Brown is the first woman to earn her master’s degree and get accepted into a doctoral program while incarcerated. In addition to all those achievements, she has recently published a poetry book about her life and is debuting a program called Women Incarcerated Seeking Education (WISE).
“[WISE] is something I designed while I was incarcerated,” Brown said. “The goal is to connect women like myself who have been locked out of programming because of long sentences, to correspondence programs to help them earn a degree.”
Brown experienced countless hardships when trying to enroll in college while in prison.
“I couldn’t get [into] programs; I stayed on a waitlist for six years for a computer tech and business management class, even though for the business management class, I was a teaching assistant,” she said.
About five or six years into her sentence, funds were cut, and the prisoners no longer had access to higher education. As well as funds being cut, prisoners were no longer receiving financial aid. This left Brown to her own devices, and she decided to start reaching out to colleges on her own.
“I decided to try my hand at correspondence courses,” she said. “One woman I was housed with said, ‘Who said the doors have to close because they’re not letting you in here? Courses are offered through the mail; why don’t you try that?’”
Brown spent five years sending letters to colleges explaining her circumstances, and she only heard back a couple of times. Some colleges responded and asked if she had access to technology, but she didn’t have any access to technology in the prison. However, she never stopped searching for colleges that would accept her and accommodate her circumstances.
“Five years in is when I found Ohio University,” she said.
Ohio University was able to give her an education, but she would have to pay for it on her own. She would take jobs as they came to her, but the pay was only $150 a month.

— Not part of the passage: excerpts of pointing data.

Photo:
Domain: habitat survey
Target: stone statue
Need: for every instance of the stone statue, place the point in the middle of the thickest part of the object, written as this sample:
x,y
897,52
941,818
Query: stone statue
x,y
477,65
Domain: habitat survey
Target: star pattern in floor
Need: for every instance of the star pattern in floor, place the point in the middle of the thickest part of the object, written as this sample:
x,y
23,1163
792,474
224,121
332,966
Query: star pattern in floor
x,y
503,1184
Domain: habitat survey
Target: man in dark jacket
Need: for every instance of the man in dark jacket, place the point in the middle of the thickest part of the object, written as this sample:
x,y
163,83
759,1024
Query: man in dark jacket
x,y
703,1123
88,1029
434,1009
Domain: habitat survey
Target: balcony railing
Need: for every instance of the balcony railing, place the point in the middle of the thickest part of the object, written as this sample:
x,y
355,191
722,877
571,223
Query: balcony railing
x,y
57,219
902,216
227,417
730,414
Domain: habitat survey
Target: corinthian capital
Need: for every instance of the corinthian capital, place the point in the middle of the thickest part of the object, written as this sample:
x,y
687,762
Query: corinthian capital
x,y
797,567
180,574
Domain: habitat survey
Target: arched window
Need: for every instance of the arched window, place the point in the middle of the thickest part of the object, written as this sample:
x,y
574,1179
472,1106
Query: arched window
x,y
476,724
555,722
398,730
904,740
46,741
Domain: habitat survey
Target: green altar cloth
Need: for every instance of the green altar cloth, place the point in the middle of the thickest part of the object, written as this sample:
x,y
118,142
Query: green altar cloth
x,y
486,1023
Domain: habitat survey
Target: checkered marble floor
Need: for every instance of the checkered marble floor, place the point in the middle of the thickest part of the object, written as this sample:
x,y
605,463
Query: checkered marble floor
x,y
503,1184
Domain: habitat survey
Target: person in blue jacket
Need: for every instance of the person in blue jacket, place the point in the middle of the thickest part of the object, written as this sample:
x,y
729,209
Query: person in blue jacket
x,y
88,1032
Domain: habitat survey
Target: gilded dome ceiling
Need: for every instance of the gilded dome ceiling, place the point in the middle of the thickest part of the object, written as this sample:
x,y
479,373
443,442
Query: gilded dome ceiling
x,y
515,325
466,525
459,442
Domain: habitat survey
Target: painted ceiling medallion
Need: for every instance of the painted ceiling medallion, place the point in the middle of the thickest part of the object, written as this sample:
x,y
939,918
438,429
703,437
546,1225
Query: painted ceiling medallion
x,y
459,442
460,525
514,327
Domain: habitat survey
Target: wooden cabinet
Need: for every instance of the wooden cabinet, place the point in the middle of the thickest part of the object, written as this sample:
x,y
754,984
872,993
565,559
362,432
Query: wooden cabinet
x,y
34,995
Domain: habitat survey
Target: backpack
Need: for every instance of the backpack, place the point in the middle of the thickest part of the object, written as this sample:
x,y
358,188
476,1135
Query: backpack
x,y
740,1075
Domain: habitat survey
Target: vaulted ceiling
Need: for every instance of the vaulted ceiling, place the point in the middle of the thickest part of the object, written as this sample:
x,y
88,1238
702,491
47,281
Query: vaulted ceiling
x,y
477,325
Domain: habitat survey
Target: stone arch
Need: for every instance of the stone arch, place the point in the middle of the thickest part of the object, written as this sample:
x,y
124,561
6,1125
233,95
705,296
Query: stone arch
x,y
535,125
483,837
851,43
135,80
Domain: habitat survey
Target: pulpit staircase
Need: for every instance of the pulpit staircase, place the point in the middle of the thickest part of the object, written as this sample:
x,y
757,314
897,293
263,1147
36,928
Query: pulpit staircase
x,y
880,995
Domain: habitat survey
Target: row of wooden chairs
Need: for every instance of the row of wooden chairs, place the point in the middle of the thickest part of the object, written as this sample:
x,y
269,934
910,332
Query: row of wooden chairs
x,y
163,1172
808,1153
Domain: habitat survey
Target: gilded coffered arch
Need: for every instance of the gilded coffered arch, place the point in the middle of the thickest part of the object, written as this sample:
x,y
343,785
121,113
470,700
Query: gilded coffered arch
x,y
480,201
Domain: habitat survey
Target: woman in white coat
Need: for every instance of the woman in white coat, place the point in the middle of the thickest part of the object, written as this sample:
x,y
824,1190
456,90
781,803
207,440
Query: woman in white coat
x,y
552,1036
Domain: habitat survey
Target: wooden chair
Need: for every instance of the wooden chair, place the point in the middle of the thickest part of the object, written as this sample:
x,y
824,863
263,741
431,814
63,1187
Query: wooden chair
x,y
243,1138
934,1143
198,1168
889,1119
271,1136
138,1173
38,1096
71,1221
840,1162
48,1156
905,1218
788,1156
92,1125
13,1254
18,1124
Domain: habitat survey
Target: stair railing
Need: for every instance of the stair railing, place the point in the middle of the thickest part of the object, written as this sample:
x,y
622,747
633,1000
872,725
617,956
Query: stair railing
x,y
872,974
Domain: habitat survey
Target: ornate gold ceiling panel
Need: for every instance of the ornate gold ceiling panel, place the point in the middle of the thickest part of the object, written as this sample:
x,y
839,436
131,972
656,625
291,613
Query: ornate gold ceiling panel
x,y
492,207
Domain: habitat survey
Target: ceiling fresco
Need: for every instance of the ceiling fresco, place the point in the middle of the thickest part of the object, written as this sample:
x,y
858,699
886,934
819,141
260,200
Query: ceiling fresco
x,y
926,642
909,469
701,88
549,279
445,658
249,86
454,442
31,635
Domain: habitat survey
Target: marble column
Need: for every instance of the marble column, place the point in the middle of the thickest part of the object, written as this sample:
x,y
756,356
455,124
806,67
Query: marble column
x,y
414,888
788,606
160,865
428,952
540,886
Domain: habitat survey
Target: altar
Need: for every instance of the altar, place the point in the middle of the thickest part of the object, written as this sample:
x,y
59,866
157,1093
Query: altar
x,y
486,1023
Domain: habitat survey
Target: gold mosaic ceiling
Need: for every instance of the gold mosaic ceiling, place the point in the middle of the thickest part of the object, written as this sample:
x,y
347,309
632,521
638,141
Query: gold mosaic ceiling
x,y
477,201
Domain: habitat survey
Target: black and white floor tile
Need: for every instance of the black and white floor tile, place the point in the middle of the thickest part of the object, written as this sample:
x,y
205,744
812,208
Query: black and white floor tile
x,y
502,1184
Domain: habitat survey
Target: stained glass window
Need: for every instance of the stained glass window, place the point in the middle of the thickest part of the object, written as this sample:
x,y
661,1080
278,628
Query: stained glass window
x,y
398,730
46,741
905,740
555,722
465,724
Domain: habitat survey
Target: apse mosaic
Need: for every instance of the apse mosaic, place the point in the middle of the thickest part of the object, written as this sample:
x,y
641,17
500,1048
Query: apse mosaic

“It took me almost a year to save for the typewriter I had to do a lot of my work on,” Brown said. “It took me seven years to earn that four-year degree because of the financial gap, the digital gap, [the] lack of access to technology, and the inability to research the way students need to research.”
Nevertheless, Brown persevered and eventually received her bachelor’s degree, her master’s degree, and got accepted into a doctoral program. She decided to create the WISE program to help incarcerated women who are going through similar situations.
Brown was a guest for Millikin University’s “English Speaker Series,” and she came to speak to students and professors about her experience and her poetry memoir. After years of having the “English Speaker Series” virtually, she is the first in-person guest speaker the program has had in years.
“Dr. Carmella Braniger really arranged this event and took the lead on it because she has connections with Sandra. She worked with Sandra on a critical storytelling volume,” Dr. Julie Bates, head of the English Department, said.
Before the event, Dr. Bates reflected on what she hoped it would entail.
“I assume, as is common with poets, that she’ll read some of her own work,” Dr. Bates said. “I don’t know if she’ll talk about her craft and her writing process. I’m not really sure what to expect.”
Dr. Bates was correct about some aspects of the event; however, she did not account for the emotions Brown’s event would invoke.
One of the students who attended her event, junior Tabitha Barowsky, reflected on how hearing about her hardships allowed her to put her life and issues into perspective.
“You forget how small the world is until you hear other people’s stories,” Barowsky said. “Reflecting on my own life, I’m like, my problems are so small and insignificant, and when you put stuff into the grand scheme of things, it just puts things into perspective.”
Brown had to fight hard to get a bachelor’s degree, and higher education is something students often take for granted.
Barowsky commends Brown for creating the WISE program and attempting to help people who are in similar situations to those she was in just years ago.
“I think it’s really amazing that [Brown is] able to take such a horrible aspect of her life and a terrible time she has been through and turn it into something that can help other people,” Barowsky said.
At the end of the event, Brown gave the students at Millikin some advice.
“Think about who you want to be and why it matters,” she said. “If we don’t think about who we want to be and why it matters, there’s a whole world out there waiting to shape and dictate who that person is supposed to be.”
Brown is a woman who knows who she wants to be and why it matters, and she was able to achieve something many people think is impossible: receiving a bachelor’s and master’s degree while incarcerated. So, take her advice and think about who you want to be, and then determine why it matters; you might surprise yourself with what you can do.